For over half a century, countries have struggled to reconcile the principles and
design of a VAT or GST system and the unique features of financial supplies.
A VAT taxes the value of transactions, which is relatively straightforward where
explicit fees are charged, but intriguingly difficult where implicit fees are charged as
is the case with some types of financial services. At the same time, the VAT has
mechanisms to remove tax from business-to-business transactions involving no
final consumption but these, too, are difficult to apply to some types of financial
services. The fundamental design features of the tax also appear problematic in
terms of the goal of removing tax from pure savings in the form of financial
instruments.
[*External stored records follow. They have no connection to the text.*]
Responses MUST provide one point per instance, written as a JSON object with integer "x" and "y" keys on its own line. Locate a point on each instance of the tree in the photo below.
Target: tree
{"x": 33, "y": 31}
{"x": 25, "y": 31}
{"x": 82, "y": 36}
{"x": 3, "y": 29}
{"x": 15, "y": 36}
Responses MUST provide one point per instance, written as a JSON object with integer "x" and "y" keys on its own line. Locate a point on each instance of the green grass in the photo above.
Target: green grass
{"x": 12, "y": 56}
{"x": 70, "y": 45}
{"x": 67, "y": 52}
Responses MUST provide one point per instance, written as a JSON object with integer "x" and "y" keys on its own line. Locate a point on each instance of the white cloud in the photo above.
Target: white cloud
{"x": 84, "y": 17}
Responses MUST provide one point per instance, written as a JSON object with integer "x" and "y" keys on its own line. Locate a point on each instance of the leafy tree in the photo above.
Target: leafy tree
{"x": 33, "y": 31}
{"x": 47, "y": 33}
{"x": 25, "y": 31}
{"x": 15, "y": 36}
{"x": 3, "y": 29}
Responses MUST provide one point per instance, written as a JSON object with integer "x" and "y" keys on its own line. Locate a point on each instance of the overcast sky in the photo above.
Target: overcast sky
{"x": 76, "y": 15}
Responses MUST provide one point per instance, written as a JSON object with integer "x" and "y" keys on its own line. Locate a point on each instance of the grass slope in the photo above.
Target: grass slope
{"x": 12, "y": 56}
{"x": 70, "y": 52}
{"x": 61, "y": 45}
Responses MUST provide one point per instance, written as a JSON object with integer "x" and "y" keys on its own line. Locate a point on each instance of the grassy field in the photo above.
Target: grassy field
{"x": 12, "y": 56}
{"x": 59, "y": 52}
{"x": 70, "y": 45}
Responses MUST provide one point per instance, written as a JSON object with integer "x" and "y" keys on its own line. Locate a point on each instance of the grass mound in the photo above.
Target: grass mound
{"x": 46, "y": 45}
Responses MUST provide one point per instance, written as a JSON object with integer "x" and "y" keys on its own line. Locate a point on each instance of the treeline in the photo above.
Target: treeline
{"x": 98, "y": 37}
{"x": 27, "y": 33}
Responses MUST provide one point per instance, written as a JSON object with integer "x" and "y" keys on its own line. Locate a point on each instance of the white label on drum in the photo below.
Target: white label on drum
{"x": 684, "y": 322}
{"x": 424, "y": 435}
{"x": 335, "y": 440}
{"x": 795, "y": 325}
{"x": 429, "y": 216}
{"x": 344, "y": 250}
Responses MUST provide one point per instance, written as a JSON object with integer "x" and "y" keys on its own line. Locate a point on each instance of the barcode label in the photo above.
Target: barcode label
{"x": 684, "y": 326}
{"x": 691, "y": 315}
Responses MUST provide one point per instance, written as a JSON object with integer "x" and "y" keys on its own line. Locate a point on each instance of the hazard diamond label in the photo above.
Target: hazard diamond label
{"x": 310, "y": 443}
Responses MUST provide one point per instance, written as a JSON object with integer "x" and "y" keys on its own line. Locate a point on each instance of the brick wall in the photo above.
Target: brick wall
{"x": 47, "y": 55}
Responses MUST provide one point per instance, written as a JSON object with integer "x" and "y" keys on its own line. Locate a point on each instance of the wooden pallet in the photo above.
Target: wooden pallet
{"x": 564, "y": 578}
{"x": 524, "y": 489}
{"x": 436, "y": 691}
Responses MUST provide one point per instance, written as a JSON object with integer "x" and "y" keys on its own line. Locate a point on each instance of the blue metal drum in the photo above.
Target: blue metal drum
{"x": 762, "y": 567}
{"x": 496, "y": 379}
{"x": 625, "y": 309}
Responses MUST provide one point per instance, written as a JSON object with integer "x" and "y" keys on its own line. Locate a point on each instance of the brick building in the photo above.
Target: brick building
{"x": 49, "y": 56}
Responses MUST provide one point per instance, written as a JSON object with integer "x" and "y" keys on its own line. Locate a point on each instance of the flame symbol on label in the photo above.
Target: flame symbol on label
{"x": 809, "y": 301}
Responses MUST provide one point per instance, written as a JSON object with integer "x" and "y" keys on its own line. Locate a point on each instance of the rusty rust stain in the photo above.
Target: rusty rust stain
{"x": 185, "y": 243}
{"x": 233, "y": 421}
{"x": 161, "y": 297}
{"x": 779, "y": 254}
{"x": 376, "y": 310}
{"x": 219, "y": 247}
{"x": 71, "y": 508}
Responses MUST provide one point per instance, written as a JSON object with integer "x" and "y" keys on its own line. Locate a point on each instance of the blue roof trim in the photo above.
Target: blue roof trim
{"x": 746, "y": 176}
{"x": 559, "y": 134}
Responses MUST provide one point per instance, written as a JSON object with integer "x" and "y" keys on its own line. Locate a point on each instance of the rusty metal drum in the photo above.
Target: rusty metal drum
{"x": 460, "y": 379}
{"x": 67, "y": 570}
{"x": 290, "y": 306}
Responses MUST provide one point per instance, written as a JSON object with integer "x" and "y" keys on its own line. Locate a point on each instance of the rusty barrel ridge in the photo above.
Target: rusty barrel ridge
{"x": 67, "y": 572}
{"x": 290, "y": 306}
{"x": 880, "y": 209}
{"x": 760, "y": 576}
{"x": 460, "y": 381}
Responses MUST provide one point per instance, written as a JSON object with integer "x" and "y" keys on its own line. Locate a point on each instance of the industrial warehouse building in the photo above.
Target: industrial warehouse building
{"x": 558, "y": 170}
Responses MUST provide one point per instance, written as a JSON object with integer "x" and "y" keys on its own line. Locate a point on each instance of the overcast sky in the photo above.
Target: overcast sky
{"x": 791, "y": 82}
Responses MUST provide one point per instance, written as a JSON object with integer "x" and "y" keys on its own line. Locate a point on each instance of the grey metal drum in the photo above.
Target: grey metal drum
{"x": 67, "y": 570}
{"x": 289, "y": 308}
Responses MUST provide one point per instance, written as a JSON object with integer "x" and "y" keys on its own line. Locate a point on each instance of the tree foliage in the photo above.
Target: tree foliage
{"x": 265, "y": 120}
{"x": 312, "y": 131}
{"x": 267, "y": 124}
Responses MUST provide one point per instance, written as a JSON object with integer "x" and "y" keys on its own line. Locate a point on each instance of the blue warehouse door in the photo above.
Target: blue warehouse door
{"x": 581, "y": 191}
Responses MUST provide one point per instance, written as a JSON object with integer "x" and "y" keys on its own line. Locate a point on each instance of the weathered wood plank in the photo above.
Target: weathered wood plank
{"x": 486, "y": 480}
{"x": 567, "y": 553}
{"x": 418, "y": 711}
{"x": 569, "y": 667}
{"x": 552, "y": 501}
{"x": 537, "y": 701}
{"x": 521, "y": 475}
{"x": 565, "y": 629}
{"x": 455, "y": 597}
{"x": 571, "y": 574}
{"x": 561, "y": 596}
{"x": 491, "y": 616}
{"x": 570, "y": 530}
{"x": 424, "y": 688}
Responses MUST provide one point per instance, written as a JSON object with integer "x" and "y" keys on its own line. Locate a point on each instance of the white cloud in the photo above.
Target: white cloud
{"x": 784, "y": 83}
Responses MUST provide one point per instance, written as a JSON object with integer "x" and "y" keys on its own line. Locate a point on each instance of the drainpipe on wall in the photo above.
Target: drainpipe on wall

Relieving financial services from the tax altogether runs counter to the
character of the VAT as a broad-based tax levied on all final consumption. Equally
at odds with the design principle of the VAT is imposing a limited tax on
business-to-business transactions along the supply chain or imposing a limited tax
on pure savings. No VAT or GST systems have yet achieved these objectives
consistently.
Financial services constitute an important and large economic sector and the
application of VAT to financial services is particularly complex and has given rise
to a multitude of problems and selective solutions. At the same time, financial
services are becoming increasingly globalized. The growth of cross-border trade
and investment has led to financial service providers providing global services to
entire company groups. Consumers, too, have access to cross-border services from
internet gambling to investment and personal banking facilities. With the increasing
number of free trade agreements, there is pressure on governments to simplify
oversight regulation to allow foreign financial service providers such as banks and
insurance companies access to their markets. This will exacerbate difficulties arising
from inconsistent treatment of financial services across different VAT regimes.